Aes Sedai need to learn this. Hopefully Egwene will teach them. Some Aes Sedai take punishments in an arrogant fashion:

Sometimes sisters set themselves penances, in order to maintain the proper balance between pride and humility—that balance was much prized, supposedly, and the only reason given usually—but certainly none sought to have one imposed. Penance set by another could be quite harsh, and the Amyrlin was supposed to be harder in this than the Ajahs. Either way, though, many sisters made a haughty display of submission to the greater will of the Aes Sedai, an arrogant showing of their lack of arrogance. The pride of humility, Siuan called it.

A Crown of Swords, An Oath

but Melaine spoke of Aiel who do the same:

“Some gai’shain now make an arrogance of humbleness,” Melaine said disapprovingly. “They think they earn honor by it, taking obedience and meekness to the point of mockery. This is a new thing and foolish. It has no part in ji’e’toh.”

The Shadow Rising, Beyond the Stone

The chapter begins the theme of the blurring between the living and the dead in this book; the literal rise of the underworld as the Lord of the Grave strongly touches the world, a theme which I shall discuss at the end of my chapter-by-chapter read-through of The Gathering Storm. The Domani refugees the Aiel scout are almost living dead in Aviendha’s eyes:

Were they so eager to wake from the dream? Aviendha did not fear death, but there was a very big difference between embracing death and wishing for it.

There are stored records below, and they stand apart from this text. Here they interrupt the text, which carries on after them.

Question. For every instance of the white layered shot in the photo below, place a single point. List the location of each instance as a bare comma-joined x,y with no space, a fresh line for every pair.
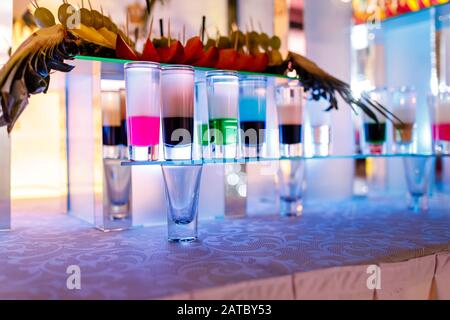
290,114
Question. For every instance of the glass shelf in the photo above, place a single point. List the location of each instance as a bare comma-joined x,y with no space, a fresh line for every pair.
261,160
112,71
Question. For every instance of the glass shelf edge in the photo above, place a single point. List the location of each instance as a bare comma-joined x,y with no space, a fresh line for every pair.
122,61
261,160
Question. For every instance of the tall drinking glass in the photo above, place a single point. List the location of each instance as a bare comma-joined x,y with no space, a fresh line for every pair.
440,122
201,117
142,81
177,89
223,99
111,124
289,100
374,134
403,104
252,114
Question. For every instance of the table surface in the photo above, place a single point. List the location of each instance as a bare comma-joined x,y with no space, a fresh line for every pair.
141,264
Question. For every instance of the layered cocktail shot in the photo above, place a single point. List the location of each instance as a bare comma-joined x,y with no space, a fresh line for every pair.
252,114
223,99
177,95
142,81
440,122
374,133
319,126
201,121
403,104
112,131
289,99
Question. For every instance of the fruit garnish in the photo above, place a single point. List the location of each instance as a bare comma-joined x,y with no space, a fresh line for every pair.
209,58
172,54
124,51
193,51
227,59
150,53
261,60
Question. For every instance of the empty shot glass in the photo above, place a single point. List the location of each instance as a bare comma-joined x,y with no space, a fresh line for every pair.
289,100
223,99
252,114
182,188
374,133
177,95
142,82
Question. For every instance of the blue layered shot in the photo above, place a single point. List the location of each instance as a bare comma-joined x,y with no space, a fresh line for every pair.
252,118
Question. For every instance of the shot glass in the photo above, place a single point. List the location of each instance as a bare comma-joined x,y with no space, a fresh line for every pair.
123,117
374,134
252,114
289,100
177,89
182,184
201,118
111,127
290,186
142,82
223,99
319,126
440,122
403,104
418,170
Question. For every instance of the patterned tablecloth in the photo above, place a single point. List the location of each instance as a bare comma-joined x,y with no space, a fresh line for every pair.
141,264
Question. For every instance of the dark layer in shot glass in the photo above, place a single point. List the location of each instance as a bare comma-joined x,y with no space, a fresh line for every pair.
178,131
290,133
375,132
252,132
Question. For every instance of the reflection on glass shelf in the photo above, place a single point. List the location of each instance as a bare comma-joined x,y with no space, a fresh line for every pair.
121,61
254,160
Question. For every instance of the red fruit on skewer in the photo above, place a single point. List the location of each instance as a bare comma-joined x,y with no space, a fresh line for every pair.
150,53
209,58
193,51
243,61
227,59
123,50
261,60
172,54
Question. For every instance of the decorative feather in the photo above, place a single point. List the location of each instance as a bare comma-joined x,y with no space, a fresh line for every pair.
321,84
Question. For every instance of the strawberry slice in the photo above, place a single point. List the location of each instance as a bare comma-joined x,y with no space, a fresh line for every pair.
243,61
261,61
193,51
123,50
227,59
150,53
172,54
209,58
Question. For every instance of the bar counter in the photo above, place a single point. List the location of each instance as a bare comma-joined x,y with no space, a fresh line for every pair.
325,253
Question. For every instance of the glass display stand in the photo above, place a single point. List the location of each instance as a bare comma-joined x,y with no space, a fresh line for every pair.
216,193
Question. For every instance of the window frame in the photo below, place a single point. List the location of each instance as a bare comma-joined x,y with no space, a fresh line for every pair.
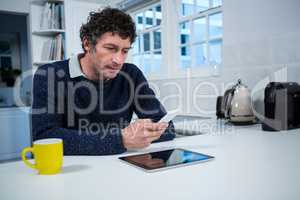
150,31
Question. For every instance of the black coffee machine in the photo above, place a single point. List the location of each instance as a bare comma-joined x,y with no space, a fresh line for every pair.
282,106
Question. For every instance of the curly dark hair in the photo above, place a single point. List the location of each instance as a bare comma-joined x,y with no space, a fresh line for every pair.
107,20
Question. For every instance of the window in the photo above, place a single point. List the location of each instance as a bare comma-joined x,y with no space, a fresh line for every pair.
188,42
200,33
147,52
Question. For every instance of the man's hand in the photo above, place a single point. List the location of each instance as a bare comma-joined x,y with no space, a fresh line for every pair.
141,133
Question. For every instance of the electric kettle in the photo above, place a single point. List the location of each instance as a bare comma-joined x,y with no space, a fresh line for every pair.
236,104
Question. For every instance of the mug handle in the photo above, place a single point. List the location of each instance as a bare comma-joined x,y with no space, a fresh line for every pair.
24,152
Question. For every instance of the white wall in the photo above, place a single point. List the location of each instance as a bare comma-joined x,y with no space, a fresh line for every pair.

The Gathering Storm, The Ways of Honour

Rhuarc corroborates this:

"The dead walk," the Taardad clan chief said, "and men fall at random to Sightblinder's evil, their blood corrupted like the water of a bad well. Those might be poor folk fleeing the ravages of war. Or they might be something else. We keep our distance."

The Gathering Storm, The Ways of Honour

Had the folk been part of the Dark One’s warping of the Pattern, his imposition of Wrongness, the Aiel could not have “kept their distance” from them.